Domenica mattina incontro Romano Prodi al mercatino di Piazza Santo Stefano, a Bologna. Lo trovo più cordiale del solito. Gli chiedo se ci sono novità sulla corsa al Quirinale e mi risponde con un mezzo sorriso. Passano 24 ore e leggo sui giornali del “rendez-vous”, a Palazzo Chigi, del Professore con Renzi. È l’occasione per tornare alla carica sulla corsa al Colle, ma lui mi fa sapere: fortunatamente no. Quasi nelle stesse ore, il maestro Riccardo Muti, che l’economista Marco Vitale aveva lanciato dalle colonne del “Giorno” come possibile candidato, ottenendo, peraltro, diversi consensi, fa sapere che è commosso per la campagna del giornale a suo favore, ma non è, comunque, disponibile alla discesa in campo.

Insomma, nello stesso giorno, almeno a parole, due “no, grazie” che mi fanno molto riflettere.

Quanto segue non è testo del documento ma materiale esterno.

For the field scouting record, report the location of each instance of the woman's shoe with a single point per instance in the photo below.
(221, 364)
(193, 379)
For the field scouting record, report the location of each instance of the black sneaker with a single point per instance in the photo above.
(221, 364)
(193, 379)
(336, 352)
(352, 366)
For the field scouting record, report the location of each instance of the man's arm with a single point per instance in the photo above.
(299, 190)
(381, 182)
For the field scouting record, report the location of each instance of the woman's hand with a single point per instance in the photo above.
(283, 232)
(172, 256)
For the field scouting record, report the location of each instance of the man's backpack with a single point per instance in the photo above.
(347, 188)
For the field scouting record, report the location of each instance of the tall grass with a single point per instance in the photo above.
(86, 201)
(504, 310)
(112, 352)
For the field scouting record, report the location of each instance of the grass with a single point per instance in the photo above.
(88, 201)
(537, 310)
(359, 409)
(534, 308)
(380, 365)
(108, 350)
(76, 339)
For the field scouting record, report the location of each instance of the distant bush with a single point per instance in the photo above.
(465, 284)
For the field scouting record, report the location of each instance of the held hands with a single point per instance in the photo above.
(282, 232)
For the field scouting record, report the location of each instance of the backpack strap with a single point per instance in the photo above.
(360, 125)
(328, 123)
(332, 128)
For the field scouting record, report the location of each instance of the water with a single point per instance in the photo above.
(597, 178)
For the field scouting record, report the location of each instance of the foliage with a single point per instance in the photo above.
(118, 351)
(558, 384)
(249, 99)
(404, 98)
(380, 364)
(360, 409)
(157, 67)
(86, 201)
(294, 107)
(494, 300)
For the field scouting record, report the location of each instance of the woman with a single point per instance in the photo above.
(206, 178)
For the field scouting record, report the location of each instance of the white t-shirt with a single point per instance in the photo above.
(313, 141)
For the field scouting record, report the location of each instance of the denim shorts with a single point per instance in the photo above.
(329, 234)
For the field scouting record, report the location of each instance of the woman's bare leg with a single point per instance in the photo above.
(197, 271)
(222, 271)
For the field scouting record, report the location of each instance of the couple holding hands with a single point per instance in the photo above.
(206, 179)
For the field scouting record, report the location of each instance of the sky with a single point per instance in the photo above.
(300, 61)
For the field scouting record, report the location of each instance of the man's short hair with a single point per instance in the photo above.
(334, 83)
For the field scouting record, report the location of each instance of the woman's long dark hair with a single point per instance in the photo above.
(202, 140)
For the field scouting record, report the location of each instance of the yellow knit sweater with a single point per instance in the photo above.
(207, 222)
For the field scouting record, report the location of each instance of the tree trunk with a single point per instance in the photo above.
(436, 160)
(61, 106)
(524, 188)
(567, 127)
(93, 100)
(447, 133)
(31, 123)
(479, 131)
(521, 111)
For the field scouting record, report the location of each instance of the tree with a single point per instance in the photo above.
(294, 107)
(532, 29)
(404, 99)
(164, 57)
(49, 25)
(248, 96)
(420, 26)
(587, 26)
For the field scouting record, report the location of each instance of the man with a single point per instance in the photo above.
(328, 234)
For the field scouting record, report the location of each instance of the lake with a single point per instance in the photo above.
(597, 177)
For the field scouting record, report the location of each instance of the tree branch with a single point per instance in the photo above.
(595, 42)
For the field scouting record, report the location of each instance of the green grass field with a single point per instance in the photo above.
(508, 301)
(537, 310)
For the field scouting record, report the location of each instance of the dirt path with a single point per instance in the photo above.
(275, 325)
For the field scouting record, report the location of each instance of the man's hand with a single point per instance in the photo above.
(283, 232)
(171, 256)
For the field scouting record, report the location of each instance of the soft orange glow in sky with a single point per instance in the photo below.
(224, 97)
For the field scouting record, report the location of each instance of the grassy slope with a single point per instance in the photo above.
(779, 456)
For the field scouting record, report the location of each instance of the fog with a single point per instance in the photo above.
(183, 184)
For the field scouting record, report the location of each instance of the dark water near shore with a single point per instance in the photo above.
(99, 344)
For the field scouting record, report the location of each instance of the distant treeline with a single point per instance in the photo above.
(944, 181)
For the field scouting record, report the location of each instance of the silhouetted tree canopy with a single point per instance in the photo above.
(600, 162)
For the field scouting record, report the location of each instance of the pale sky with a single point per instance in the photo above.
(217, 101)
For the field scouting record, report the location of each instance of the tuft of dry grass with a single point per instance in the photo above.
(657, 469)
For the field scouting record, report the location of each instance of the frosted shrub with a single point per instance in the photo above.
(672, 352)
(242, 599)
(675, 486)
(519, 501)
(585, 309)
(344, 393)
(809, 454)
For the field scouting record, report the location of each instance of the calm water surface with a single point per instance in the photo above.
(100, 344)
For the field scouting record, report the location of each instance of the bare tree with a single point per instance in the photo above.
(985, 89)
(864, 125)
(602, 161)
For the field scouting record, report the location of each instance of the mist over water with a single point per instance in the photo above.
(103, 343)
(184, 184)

In altri tempi, riuscire ad entrare nel novero dei personaggi in corsa per la presidenza della Repubblica, sarebbe stato il più grande degli onori. Cosa c’era di più nobile e alto che rappresentare il proprio Paese ai massimi livelli? Ma, oggi, tra antipolitica dilagante e timori sugli scenari futuri, il primo pensiero dei papabili diventa l’interrogativo: ma chi me lo fa fare? Domanda assolutamente legittima che, però, dà l’esatta misura della profonda crisi delle Istituzioni. Oggi, il potere è un po’ come la corrente elettrica: chi tocca i fili del Palazzo muore.